Il commissario capo della Dia Di Stefano racconta in aula l’ultima informativa depositata nel processo a Graviano e Filippone

Pubblicato il: 10/10/2022 – 19:59
Le confessioni di Badalamenti e la guerra con i Corleonesi. «Avevano bisogno della ‘ndrangheta»

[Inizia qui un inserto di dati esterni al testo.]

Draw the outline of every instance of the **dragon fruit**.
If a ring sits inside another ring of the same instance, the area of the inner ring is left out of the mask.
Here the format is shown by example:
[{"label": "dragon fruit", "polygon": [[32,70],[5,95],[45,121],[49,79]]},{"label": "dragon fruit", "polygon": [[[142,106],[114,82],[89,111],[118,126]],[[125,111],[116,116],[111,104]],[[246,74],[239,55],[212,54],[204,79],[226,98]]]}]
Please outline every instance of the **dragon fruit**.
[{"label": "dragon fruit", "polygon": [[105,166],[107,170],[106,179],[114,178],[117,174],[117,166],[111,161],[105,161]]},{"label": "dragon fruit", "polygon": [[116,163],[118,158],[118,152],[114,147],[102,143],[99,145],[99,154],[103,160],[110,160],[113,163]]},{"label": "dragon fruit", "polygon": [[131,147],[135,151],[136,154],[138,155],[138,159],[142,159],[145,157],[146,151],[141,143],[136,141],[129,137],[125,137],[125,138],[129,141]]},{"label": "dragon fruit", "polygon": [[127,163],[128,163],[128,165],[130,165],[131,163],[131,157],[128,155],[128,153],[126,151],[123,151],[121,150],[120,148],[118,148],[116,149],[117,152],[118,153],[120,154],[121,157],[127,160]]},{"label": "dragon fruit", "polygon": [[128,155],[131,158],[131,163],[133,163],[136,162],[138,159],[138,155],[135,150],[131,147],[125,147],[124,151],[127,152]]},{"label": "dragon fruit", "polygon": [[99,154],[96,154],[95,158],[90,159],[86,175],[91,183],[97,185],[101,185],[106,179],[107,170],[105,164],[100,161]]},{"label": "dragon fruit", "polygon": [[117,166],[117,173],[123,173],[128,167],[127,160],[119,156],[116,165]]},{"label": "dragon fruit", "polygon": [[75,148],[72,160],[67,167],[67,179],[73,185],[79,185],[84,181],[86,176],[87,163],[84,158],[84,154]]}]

REGGIO CALABRIA Che i corleonesi avessero «necessità di chiedere appoggio alla ‘ndrangheta lo si rileva da atti giudiziari». È lunga e articolata la testimonianza del commissario capo della Dia Michelangelo Di Stefano in merito all’informativa redatta sui risconti alle dichiarazioni dei tre pentiti Gerardo d’Urzo, Girolamo Bruzzese e Marcello Fondacaro sui rapporti tra ‘Ndrangheta, Cosa nostra ed esponenti politici. Di Stefano è stato ascoltato per diverse ore a Reggio Calabria nel processo d’appello ‘Ndrangheta stragista. Alla sbarra il boss palermitano Giuseppe Graviano e Rocco Santo Filippone, ritenuto espressione della cosca Piromalli di Gioia Tauro, condannati entrambi all’ergastolo in primo grado per il duplice omicidio dei carabinieri Antonino Fava e Vincenzo Garofalo, uccisi nel 1994 a Scilla.
Molte delle affermazioni dei tre pentiti sono frutto dei periodi di comune detenzione nel carcere dell’Asinara con esponenti di primissimo piano di Cosa Nostra, in cui emergono, tra l’altro, presunte verità sugli autori di alcuni attentati durante il periodo delle stragi negli anni 90.
«Negli atti di Palermo – afferma il  commissario capo della Dia – viene ricostruita la vicenda dell’inizio della guerra tra i palermitani e i corleonesi e ad un certo punto viene indicato: “Gaetano Badalamenti voleva a qualunque costo tentare di prendere in mano la situazione come egli stesso aveva confidato a Vincenzo Grado, dicendo che sperava di ottenere l’appoggio della mafia calabrese e come risulta da alcune telefonate intercettate di prossimi congiunti del detto Badalamenti in cui si parla dell’invio in Sicilia di una squadra per compiere eclatanti uccisioni di avversari”». Una rivalità, quella tra palermitani e corleonesi, che viene così spiegata da Di Stefano: «A detta di Bruzzese, c’era conflittualità perché il gruppo dei palermitani erano contenti della linea Andreotti-Craxi, osteggiata invece da Riina, Gelli e dagli americani».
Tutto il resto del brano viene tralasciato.